Fractionation of Butter Oil by Supercritical Carbon Dioxide

1992 
Abstract The use of supercritical CO 2 to fractionate butter oil into various triglyceride groups with unique physical and chemical properties was investigated. Experiments were conducted at 40°C and at 10.3, 13.8, 17.2, 20.7, 24.1, and 27.6MPa in a continuous flow extraction system. Solubility of butter oil triglycerides in supercritical CO 2 of various temperatures (35, 40, 50, and 60°C) and pressures (10.3, 13.8, 17.2, 20.7, 24.1, and 27.6MPa) was also studied. Triglyceride extractability was enhanced by raising the pressure and lowering the temperature of extraction.
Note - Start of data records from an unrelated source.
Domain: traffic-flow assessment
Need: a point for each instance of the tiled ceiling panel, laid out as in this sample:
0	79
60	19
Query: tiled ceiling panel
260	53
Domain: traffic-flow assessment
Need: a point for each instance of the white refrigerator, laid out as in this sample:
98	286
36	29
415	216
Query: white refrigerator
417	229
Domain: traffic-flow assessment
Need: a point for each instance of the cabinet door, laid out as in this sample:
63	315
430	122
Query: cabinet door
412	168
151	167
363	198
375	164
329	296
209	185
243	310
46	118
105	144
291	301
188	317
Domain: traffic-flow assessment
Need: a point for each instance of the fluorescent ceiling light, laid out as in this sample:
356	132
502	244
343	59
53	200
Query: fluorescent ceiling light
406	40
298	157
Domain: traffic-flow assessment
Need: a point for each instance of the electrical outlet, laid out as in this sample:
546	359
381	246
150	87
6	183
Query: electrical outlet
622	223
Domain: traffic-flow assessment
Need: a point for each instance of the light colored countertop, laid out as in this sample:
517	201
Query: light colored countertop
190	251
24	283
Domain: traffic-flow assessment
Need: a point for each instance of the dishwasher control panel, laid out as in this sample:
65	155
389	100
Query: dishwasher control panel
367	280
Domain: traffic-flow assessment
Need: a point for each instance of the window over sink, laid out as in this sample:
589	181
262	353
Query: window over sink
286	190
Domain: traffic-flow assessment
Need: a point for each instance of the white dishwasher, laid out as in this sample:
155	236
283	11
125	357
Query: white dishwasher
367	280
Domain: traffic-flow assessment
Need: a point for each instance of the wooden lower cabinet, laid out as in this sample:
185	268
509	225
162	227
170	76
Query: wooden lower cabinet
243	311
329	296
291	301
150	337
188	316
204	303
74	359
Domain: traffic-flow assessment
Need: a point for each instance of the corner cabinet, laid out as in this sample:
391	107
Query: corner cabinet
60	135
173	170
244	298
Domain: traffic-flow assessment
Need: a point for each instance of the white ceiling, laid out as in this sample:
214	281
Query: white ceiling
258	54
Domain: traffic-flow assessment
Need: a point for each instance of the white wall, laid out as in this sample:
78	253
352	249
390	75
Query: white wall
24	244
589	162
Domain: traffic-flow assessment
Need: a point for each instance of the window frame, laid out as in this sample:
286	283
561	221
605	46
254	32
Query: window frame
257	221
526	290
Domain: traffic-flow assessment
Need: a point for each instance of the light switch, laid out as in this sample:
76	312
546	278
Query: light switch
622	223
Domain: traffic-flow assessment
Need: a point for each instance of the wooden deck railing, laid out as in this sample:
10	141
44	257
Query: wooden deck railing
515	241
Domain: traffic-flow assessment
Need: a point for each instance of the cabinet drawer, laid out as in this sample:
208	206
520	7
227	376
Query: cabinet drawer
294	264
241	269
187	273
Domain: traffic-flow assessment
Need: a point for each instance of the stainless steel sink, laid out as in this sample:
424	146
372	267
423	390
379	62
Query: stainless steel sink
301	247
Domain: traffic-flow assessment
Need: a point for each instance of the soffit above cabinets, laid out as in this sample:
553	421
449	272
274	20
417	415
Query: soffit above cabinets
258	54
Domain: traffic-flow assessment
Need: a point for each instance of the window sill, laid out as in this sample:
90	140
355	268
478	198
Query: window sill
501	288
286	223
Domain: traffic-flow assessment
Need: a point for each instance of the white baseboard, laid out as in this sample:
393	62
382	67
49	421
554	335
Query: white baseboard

The mean molecular weight of fractions, estimated by high performance gel permeation chromatography, ranged from 703amu (atomic mass unit; 40°C, 10.3MPa) to 794amu (40°C 27.6MPa). The fatty acid composition of triglycerides, determined by HPLC, showed that fractions extracted at lower pressure contained higher concentrations of short-chain C 4 to c 8 ) and medium-chain (C 10 to C 12 ) fatty acids and lower concentrations of long-chain (C 14 to C 18 ) fatty acids. Melting behavior of the various fractions, studied by differential scanning calorimetry, reflected the alterations in triglyceride composition. Fractions with unique melting behavior (i. e., a single narrow melting zone and a melting peak maximum of 8°C) were isolated. Fractions obtained at (40°C) 17.2 and 20.7MPa had lower cholesterol (1.07 and 1.76 mg/g), determined by enzymatic assay, compared with those obtained at 10.3 and 13.8MPa (2.96 and 2.78 mg/g). Supercritical CO 2 extraction may be a potential process for modifying butter oil into fractions with altered physical and chemical properties.